问题
I have the following line:
"14:48 say;0ed673079715c343281355c2a1fde843;2;laka;hello ;)"
I parse this by using a simple regexp:
if($line =~ /(\d+:\d+)\ssay;(.*);(.*);(.*);(.*)/) {
my($ts, $hash, $pid, $handle, $quote) = ($1, $2, $3, $4, $5);
}
But the ; at the end messes things up and I don't know why. Shouldn't the greedy operator handle "everything"?
回答1:
The greedy operator tries to grab as much stuff as it can and still match the string.
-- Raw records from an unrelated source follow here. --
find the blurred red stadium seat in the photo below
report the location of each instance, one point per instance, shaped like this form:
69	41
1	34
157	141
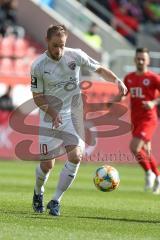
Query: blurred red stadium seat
7	46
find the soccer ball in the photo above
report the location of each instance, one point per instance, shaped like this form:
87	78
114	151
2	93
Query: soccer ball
106	178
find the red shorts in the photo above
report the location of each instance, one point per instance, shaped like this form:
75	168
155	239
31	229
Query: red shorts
144	130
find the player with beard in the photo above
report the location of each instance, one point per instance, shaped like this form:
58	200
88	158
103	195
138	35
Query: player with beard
55	85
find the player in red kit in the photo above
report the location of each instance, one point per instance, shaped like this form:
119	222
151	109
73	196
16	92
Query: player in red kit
142	86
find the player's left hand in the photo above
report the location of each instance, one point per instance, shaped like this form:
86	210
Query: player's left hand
148	104
122	87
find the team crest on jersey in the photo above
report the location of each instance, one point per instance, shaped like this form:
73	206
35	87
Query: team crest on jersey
146	82
72	65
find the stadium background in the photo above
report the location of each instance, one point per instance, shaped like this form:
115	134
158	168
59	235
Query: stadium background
86	213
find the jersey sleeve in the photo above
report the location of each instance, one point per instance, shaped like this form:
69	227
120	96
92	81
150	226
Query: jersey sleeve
85	60
36	79
157	82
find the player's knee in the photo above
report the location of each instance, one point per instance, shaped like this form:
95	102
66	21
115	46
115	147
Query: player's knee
75	158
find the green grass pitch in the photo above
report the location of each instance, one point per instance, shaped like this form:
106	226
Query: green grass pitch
86	213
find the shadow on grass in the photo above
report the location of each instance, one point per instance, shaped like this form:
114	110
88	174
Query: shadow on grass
31	215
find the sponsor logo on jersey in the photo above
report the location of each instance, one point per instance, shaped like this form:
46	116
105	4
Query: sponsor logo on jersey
33	82
72	65
146	82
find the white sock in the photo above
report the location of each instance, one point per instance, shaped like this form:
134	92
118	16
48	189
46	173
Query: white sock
67	177
41	179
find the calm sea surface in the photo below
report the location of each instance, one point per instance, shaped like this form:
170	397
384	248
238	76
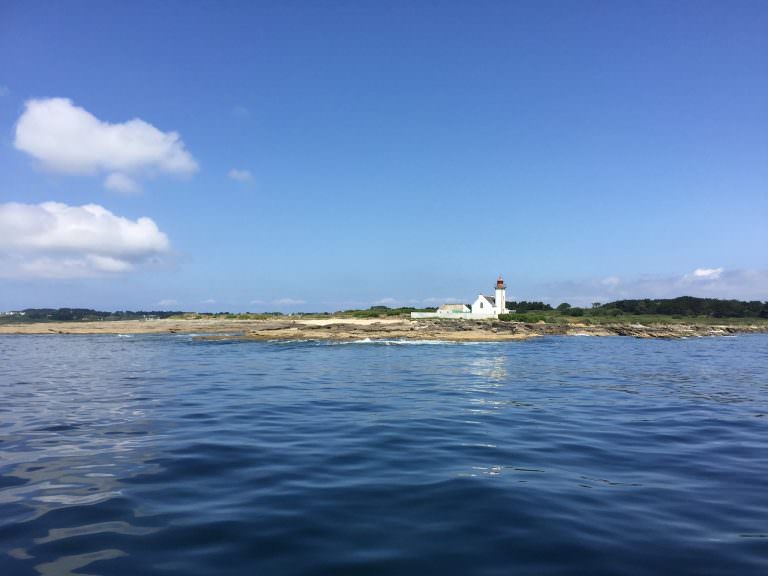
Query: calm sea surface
165	455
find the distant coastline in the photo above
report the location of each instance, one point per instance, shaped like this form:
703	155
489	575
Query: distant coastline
347	329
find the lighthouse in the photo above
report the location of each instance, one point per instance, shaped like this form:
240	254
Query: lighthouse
501	296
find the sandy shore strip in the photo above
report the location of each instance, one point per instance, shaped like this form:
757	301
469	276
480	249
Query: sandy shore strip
346	329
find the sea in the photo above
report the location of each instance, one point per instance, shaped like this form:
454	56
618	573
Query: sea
167	454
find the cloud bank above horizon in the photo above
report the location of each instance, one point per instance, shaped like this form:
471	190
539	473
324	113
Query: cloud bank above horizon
54	240
68	139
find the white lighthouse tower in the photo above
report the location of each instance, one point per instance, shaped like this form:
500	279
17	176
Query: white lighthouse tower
501	296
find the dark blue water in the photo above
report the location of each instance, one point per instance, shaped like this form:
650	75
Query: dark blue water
164	455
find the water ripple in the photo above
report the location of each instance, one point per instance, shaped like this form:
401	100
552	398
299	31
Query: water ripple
169	455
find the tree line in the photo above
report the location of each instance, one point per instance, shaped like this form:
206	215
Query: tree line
682	306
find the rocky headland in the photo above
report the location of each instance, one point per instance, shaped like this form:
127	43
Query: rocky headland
350	329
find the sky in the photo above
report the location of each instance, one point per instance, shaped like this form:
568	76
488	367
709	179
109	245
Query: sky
326	155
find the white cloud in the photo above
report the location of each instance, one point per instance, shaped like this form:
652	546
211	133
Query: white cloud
54	240
241	112
119	182
288	302
240	175
432	300
706	274
67	138
701	282
386	302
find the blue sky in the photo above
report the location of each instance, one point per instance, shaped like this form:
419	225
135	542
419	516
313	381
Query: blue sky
342	154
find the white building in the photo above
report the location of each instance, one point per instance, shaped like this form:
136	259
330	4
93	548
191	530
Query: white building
484	306
451	309
492	305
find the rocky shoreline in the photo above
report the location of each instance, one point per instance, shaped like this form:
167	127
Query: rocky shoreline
350	329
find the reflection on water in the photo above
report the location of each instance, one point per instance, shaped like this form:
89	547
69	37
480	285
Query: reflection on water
162	455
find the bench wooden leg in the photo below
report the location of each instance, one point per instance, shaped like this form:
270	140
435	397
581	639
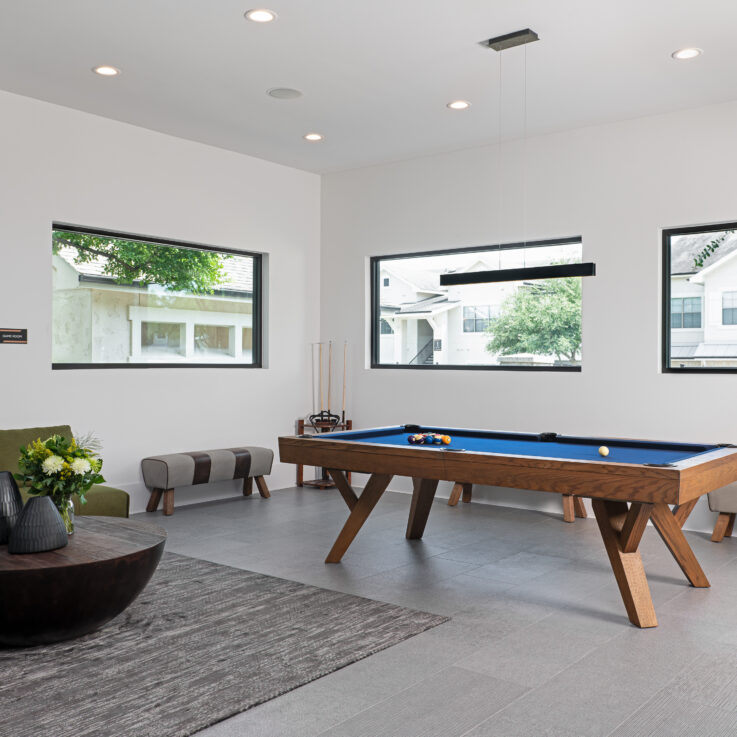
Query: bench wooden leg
262	488
723	527
168	501
153	502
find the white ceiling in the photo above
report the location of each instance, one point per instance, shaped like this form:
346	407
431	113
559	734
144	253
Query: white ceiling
376	74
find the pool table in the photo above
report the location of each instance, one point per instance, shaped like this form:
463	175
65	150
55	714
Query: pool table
636	482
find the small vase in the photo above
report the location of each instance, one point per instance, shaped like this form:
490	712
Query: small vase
67	514
39	528
11	504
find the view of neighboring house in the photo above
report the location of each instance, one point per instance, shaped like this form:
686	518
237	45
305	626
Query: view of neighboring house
703	309
96	320
424	323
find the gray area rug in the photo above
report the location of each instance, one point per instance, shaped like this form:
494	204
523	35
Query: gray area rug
201	643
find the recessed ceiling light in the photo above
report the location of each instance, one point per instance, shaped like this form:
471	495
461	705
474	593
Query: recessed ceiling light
284	93
260	15
689	53
106	71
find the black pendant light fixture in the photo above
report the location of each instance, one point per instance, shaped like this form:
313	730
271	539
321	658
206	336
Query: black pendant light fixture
554	271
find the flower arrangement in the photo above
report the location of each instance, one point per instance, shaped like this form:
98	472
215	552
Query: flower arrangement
60	468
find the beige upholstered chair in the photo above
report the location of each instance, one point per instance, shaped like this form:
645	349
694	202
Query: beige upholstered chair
724	501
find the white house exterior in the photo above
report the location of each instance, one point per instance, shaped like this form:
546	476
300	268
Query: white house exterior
703	303
96	320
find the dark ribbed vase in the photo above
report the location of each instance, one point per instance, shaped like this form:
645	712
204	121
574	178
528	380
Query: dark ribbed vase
11	505
39	527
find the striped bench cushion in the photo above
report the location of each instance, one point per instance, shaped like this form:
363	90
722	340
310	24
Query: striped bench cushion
204	466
What's happening is the first one (after "say") grabs "0ed673079715c343281355c2a1fde843;2", the second one takes "laka", the third finds "hello " and the fourth matches the parenthesis.
What you need to do is make all but the last one non-greedy, so they grab as little as possible and still match the string:
(\d+:\d+)\ssay;(.*?);(.*?);(.*?);(.*)
回答2:
(\d+:\d+)\ssay;([^;]*);([^;]*);([^;]*);(.*)
should work better
回答3:
Although a regex can easily do this, I'm not sure it's the most straight-forward approach. It's probably the shortest, but that doesn't actually make it the most maintainable.
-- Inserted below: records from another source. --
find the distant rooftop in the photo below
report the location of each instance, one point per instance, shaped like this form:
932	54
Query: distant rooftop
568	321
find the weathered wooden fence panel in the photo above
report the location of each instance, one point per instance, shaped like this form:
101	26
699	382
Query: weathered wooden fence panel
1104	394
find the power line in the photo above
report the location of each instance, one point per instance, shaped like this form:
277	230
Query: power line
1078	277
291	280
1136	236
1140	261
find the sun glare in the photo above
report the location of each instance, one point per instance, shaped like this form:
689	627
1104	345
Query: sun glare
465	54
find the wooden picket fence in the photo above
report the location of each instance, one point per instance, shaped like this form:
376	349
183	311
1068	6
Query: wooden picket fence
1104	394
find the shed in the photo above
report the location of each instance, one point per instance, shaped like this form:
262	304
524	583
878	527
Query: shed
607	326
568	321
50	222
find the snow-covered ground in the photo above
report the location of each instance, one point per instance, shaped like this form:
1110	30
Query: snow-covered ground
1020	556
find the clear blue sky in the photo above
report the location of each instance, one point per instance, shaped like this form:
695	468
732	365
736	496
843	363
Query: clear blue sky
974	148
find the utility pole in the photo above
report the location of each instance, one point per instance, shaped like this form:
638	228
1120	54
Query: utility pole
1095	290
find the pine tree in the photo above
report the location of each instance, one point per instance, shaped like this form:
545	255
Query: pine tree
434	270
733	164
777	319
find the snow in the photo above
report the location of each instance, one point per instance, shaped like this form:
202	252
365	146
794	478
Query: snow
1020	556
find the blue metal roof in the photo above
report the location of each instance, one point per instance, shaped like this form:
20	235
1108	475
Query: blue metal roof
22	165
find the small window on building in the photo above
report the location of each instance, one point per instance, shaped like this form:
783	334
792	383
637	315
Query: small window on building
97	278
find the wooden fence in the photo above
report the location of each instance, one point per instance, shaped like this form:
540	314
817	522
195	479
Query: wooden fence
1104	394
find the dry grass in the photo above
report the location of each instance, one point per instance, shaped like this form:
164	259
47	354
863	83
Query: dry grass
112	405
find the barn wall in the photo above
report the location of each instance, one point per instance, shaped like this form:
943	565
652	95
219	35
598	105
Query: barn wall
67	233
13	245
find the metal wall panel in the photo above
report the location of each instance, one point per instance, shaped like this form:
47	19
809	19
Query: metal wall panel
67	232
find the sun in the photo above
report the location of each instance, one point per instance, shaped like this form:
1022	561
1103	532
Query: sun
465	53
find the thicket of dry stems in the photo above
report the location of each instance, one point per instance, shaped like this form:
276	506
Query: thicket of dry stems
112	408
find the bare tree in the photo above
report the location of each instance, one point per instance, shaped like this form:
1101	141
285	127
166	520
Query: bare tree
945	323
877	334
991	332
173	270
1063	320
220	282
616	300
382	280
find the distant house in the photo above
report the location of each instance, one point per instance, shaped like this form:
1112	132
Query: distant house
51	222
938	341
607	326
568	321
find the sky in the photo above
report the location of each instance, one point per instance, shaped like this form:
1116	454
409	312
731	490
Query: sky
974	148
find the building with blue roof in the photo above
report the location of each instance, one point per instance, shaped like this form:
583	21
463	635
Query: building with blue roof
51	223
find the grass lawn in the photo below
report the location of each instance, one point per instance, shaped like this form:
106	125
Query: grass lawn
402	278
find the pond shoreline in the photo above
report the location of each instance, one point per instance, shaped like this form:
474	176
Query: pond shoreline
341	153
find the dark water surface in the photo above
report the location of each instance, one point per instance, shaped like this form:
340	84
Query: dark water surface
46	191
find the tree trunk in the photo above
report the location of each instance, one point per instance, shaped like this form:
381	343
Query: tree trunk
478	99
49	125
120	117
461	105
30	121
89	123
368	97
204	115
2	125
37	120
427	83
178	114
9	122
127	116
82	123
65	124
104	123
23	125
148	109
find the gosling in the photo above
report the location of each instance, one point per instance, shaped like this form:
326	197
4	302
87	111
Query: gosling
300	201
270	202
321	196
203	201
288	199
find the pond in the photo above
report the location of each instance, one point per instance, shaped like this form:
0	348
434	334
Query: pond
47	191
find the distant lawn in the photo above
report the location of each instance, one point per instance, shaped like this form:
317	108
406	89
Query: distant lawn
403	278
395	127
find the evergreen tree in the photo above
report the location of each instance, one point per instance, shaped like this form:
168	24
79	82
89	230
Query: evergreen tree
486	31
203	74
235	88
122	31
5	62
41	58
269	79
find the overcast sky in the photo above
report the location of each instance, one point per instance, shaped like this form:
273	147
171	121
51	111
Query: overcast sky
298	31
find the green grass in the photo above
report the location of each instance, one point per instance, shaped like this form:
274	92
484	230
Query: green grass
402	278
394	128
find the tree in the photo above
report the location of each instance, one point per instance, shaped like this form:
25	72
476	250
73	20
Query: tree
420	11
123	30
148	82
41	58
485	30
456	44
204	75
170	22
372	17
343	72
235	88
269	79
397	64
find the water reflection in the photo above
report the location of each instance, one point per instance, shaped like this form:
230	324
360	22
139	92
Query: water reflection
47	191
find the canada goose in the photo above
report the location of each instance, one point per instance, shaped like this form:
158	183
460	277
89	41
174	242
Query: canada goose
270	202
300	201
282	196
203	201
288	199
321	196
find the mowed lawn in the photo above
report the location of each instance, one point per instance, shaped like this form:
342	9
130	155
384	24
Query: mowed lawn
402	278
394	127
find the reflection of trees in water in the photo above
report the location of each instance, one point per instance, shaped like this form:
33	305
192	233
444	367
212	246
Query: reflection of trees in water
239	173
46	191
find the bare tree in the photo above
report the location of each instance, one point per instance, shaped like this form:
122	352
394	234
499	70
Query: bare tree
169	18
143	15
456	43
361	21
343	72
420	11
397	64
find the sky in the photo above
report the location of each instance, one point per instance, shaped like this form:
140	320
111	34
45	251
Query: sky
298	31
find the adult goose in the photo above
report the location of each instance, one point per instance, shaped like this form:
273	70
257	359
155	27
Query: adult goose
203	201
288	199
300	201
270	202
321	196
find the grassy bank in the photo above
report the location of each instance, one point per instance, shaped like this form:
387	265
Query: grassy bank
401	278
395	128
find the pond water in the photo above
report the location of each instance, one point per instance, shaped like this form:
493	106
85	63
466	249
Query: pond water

Instead, I'd suggest something like this:
$x="14:48 say;0ed673079715c343281355c2a1fde843;2;laka;hello ;)";
if (($ts,$rest) = $x =~ /(\d+:\d+)\s+(.*)/)
{
my($command,$hash,$pid,$handle,$quote) = split /;/, $rest, 5;
print join ",", map { "[$_]" } $ts,$command,$hash,$pid,$handle,$quote
}
This results in:
[14:48],[say],[0ed673079715c343281355c2a1fde843],[2],[laka],[hello ;)]
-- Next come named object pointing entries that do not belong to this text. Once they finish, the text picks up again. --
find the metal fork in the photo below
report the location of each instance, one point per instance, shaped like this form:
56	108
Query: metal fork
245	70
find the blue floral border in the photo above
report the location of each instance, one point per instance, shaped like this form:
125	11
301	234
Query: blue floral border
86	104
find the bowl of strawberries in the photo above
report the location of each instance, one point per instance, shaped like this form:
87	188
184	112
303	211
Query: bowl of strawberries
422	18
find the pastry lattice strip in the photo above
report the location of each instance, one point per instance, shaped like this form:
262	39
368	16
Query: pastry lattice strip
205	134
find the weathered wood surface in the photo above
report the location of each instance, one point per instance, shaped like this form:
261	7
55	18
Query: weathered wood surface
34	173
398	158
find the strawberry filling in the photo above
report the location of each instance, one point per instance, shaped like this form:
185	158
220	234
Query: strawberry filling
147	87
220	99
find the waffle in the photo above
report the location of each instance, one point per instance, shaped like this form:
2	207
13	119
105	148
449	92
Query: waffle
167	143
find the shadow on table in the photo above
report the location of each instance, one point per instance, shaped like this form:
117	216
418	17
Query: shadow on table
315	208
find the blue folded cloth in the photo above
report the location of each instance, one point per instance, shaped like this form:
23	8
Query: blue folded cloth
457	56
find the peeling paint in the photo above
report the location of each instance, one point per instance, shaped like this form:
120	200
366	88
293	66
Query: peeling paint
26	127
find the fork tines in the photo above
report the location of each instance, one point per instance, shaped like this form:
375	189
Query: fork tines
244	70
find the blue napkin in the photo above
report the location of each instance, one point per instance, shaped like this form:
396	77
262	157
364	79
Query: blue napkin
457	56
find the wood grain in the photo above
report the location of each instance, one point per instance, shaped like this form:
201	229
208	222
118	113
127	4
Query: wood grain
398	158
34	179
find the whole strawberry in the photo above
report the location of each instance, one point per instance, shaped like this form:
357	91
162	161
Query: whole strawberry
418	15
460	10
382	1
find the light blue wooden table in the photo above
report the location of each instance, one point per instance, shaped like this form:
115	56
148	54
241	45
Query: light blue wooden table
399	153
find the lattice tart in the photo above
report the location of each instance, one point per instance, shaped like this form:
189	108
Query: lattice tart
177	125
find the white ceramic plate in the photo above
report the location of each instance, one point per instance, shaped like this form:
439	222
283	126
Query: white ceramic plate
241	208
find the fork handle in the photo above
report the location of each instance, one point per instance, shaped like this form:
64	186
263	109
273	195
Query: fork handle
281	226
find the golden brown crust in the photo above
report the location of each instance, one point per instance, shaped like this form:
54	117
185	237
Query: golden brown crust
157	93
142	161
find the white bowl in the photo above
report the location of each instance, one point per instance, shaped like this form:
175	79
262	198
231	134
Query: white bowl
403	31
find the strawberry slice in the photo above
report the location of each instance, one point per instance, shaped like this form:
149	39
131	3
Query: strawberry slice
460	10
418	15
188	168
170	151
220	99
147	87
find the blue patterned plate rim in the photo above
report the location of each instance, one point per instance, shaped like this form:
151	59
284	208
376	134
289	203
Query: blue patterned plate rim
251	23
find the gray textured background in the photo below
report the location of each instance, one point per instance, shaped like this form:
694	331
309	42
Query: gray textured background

I think this is just a bit more readable. Not only that, I think it's also easier to debug and maintain, because this is closer to how you would do it if a human were to attempt the same thing with pen and paper. Break the string down into chunks that you can then parse easier - have the computer do exactly what you would do. When it comes time to make modifications, I think this one will fare better. YMMV.
回答4:
Try making the first 3 (.*)
ungreedy (.*?)
回答5:
If the values in your semicolon-delimited list cannot include any semicolons themselves, you'll get the most efficient and straightforward regular expression simply by spelling that out. If certain values can only be, say, a string of hex characters, spell that out. Solutions using a lazy or greedy dot will always lead to a lot of useless backtracking when the regex does not match the subject string.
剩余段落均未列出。